Only run backend autodetection once per process #83

ssssam · 2019-01-03T00:14:01Z

This is a performance improvement. See #81 for details.

sampsyo

Awesome!! Thank you for doing this rearrangement—the speedup sounds great.

I understand the problem with API layering you described in #81, but I think we can solve it a different way without introducing the _backends global variable. I'm worried about introducing this implicit, hidden global state—this kind of thing can make the library unpredictable in corner cases, possibly problematic in multithreaded programs, and sometimes inconvenient in testing suites, which need to be careful to reset the state between tests.

Can we start first with a more explicit design? A straightforward way might be to keep the new backends parameter to audio_open but to automatically save away the result of available_backends.

It will be a little more work, but then we can also let pyacoustid clients specify their backends. I think it's OK for the beets chroma plugin to directly use audioread to save this backend information.

sampsyo · 2019-01-03T03:29:24Z

audioread/ffdec.py

+    if proc.returncode == 0:
+        return True
+    else:
+        return False


Just return proc.returncode == 0 or return not bool(proc.returncode) would be a little more concise than this if/else.

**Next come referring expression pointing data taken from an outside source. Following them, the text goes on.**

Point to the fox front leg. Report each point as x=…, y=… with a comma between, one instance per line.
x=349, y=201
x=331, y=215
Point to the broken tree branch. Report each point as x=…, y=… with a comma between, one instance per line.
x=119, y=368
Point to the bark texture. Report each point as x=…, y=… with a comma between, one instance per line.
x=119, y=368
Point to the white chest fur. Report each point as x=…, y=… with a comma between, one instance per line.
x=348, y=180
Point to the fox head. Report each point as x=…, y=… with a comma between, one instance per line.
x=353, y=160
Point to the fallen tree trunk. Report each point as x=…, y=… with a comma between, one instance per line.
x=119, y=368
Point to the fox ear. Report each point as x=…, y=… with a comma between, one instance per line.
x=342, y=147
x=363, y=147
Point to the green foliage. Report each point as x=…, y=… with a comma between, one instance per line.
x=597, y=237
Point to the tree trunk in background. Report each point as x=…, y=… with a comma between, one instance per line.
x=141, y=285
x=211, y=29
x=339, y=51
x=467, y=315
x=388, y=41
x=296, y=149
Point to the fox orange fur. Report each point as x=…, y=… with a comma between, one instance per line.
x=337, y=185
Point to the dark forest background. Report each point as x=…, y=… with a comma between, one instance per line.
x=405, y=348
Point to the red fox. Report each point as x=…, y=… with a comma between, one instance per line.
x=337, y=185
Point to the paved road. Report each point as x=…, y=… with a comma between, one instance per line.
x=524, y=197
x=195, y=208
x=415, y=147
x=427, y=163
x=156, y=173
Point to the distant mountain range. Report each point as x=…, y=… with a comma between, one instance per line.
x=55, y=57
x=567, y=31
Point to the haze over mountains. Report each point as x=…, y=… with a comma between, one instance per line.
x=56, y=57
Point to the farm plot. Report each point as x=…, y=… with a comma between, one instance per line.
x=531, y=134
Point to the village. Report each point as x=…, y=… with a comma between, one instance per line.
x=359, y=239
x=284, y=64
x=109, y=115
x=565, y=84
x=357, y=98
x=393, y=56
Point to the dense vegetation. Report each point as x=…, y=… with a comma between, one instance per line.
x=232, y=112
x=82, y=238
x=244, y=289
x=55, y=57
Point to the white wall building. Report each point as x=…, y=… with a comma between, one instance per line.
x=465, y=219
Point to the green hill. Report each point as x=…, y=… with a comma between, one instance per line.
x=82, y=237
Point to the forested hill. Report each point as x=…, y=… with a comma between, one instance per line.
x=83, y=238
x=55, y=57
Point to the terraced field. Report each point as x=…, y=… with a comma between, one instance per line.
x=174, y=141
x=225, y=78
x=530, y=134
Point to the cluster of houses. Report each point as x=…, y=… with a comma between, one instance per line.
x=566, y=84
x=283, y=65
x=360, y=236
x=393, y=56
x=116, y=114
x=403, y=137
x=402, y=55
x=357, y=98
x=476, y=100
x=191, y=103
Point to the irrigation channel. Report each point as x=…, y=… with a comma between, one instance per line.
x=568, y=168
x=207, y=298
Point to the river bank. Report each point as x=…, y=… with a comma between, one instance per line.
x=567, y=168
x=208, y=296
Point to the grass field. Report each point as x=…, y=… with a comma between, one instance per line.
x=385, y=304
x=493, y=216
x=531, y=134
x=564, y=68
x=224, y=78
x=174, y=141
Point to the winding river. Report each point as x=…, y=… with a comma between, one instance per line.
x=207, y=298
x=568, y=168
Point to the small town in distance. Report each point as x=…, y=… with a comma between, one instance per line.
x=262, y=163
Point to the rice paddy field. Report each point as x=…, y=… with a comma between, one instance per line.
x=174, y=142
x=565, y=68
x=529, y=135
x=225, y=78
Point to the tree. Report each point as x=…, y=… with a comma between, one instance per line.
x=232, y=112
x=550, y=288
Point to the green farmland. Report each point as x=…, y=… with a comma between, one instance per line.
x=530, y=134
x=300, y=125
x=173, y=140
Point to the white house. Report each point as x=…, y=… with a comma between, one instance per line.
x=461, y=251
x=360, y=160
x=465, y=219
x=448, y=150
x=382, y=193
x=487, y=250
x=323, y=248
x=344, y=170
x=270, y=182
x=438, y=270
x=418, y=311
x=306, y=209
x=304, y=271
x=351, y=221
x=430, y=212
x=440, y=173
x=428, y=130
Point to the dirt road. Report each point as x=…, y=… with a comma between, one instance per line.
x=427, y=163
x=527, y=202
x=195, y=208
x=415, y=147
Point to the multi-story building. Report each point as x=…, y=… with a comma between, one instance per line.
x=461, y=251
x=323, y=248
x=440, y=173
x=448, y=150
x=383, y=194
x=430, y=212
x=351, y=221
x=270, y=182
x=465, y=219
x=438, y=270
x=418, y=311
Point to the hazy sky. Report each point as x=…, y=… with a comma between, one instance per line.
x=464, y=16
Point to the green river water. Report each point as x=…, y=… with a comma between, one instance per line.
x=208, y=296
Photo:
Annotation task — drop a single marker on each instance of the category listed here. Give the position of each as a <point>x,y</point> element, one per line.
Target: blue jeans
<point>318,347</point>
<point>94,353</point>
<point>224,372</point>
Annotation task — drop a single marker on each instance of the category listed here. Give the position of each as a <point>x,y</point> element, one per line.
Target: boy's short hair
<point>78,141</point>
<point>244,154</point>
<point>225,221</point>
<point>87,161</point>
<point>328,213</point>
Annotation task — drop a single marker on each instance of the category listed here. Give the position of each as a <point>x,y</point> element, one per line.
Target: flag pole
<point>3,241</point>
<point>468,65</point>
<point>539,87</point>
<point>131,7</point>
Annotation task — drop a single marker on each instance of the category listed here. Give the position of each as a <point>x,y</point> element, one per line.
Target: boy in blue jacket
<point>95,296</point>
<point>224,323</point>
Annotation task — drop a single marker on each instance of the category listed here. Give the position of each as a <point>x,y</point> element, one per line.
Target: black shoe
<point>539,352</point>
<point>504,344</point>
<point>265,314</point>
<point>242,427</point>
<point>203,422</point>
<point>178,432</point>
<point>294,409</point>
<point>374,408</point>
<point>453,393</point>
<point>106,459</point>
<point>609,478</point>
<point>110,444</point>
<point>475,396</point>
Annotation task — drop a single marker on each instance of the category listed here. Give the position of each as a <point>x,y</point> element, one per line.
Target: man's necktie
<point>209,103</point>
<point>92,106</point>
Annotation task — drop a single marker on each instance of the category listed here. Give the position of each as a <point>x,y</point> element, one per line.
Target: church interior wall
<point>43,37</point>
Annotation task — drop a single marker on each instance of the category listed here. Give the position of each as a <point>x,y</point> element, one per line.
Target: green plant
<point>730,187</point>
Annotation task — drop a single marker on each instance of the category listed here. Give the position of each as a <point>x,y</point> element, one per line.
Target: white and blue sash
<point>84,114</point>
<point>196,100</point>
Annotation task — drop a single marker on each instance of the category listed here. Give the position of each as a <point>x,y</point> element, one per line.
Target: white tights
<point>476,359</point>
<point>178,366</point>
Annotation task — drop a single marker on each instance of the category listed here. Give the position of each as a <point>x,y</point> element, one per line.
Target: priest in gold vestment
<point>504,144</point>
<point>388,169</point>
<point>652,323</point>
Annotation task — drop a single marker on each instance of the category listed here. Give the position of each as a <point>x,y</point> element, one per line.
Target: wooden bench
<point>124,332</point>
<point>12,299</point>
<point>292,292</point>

sampsyo · 2019-01-03T03:32:25Z

audioread/__init__.py

+        result.append(maddec.MadAudioFile)
+
+    # FFmpeg.
+    if _ffmpeg_available():


It's probably fine to just call ffdec.available() here instead of making a _ffmpeg_available function here. The only reason the import is conditional for the MAD backend, for example, is that the import will fail if pymad isn't installed. The ffmpeg backend can be imported anyway (and must be imported to run the check!).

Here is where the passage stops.